Regesten uit het archief van het Oudemannenhuis (Willem Vroesenhuis) te Gouda

Collectie

Objecten

Geavanceerd zoeken
  • Regest Oudemannenhuis 22
    Schout en buurlieden van Moordrecht verklaren dat Wouter IJsbrantsz heeft gekocht van mr. Gheryt Heynricxz uit Gouda twee viertel land te Moordrecht, strekkende van de Tiendeweg tot halverwege de IJssel (O = Daem Jansz; W = de erfgenamen van Cornelis Cornelisz). De koper blijft de koopsom schuldig tegen een rente van de "penninck twintich" onder verband van het gekochte, alsmede van een viertel land in Moordrecht (O = mr. Cornelis Jansz Prins te Den Haag; W = Wouter IJsbrantsz).
  • Regest Oudemannenhuis 23
    Schout en buurlieden van Sluipwijk c.a. verklaren dat Dirck Gyelisz van mr. Geryt Heynrixz. een elzenhouttuin heeft gekocht en daarop een huis heeft gebouwd, gelegen in het ambacht Ravensberg, aan weerszijden belend door de verkoper en strekkende van de Schoonbroekerdijk tot het land van de verkoper. De koper blijft de koopsom schuldig tegen een rente van de "penning sestyen" onder verband van het gekochte.

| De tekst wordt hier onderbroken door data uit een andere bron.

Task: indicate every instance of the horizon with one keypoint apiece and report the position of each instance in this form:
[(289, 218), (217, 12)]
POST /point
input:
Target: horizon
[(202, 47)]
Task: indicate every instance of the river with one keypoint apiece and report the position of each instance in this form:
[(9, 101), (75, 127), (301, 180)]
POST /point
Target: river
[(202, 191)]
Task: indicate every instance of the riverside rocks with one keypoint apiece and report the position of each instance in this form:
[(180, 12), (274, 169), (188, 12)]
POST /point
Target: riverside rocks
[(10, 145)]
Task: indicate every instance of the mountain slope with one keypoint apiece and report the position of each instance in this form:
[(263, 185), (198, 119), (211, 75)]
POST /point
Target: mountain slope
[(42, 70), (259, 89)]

  • Regest Oudemannenhuis 24
    Schout van Noord- en Zuid- Waddinxveen en buurlieden "in den zelfven ambocht" (Noord- èn Zuid- W. ?) verklaren dat Cornelis Willem Janszoon (Cornelis Willemsz) aan het Oudemannenhuis een losrente schuldig is van 1 pond Vlaams per jaar, onder verband van zijn hofstede, huis, enz. met ca. 17 morgen land in Hubertsgerecht, strekkende van de Noordeindse weg tot de Alpher wetering, (N = Adriaen Hobbensz; Z = Willem Pietersz en Griete Reyers weduwe).
  • Regest Oudemannenhuis 25
    Verklaring dat mr. Gheryt Heinricksz (nu) te Haarlem een aantal rentebrieven (waarvan de transcriptie volgt) heeft geschonken aan het Oudemannenhuis. Hiervoor krijgt hij (en zijn erfgenamen) de nominatie van twee proveniers. Voorts moet het Oudemannenhuis elke vrijdag aan elf oude mannen, door hem aan te wijzen, een groot uitkeren, mits zij die dag de mis hebben bijgewoond.

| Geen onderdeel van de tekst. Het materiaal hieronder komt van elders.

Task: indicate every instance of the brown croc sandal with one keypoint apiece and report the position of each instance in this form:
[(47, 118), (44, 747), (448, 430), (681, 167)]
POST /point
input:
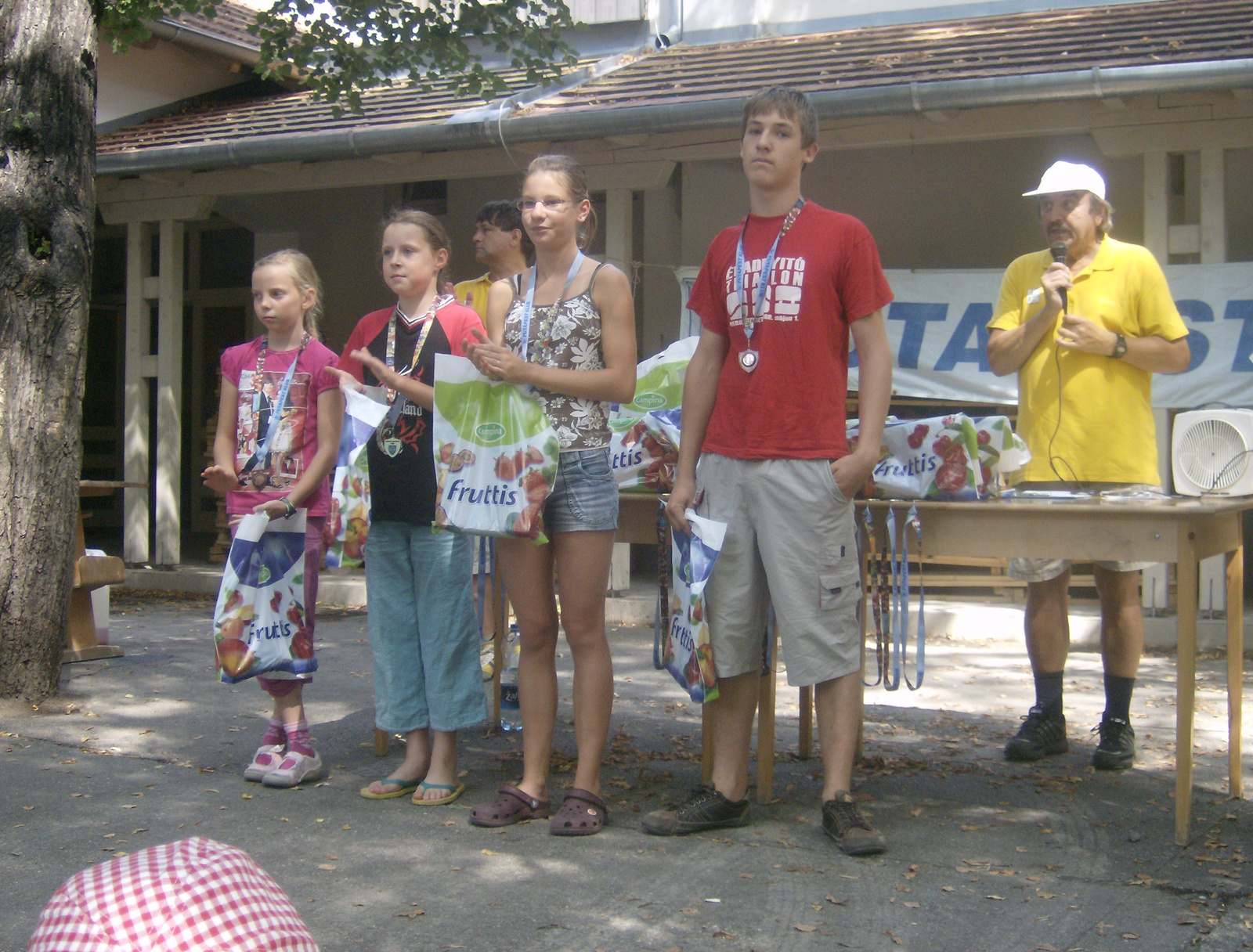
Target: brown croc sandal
[(582, 814), (513, 806)]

  • Regest Oudemannenhuis 26
    Schout Dirck van Vliet (van IJsselveer of Snelrewaard ?) verklaart dat ten gunste van Dievertgen Henricxdr een losrente is verkocht (aan Adriaen Goesenz ?) van 3 gouden Bourgondische Philipsschilden (nu ƒ 3.3.0) per jaar, ter vervaging van een erfpachtakte uit 1454, die (tijdelijk) vermist is.
  • Regest Oudemannenhuis 27
    Schout en heemraden van Noord- Polsbroek verklaren dat Claes Willemsz en zijn zuster Aeltgen Willemsdr hebben verkocht aan Jan Adriaensz van Donghen te Schoonhoven en Wijtman Jan Wijtmansz van Bavel, een zoon van Marrijcken Adriaensdr, een lijfrente van ƒ 18 per jaar, aflosbaar met ƒ 150. Tot zekerheid stellen de verkopers een stuk land van 8 morgen met daarop een huis, hof, (hooi)berg en schuur, gelegen te Noord-Polsbroek, alsmede de aanspraken op 5 morgen land die zij in erfpacht bezitten van het kapittel te IJsselstein, gelegen direkt boven de voornoemde 8 morgen, terwijl beneden deze 8 morgen Claes Sebastiaensz c.s. een stuk grond van 12 morgen in eigendom heeft; de 8 morgen strekt zich uit van de halve voorwetering tot halverwege de landscheiding.
  • Regest Oudemannenhuis 28
    Schepenen verklaren dat Wouter Diertsz bekende schuldig te zijn aan Neeltgen Claesdr een eeuwigdurende erfrente van 5 schellingen min 4 groten Vlaams per jaar, onder verband van het door hem gekochte huis en erf aan de Wijdstraat op de hoek van de Kerksteeg (N = Maerten Jansz Moel).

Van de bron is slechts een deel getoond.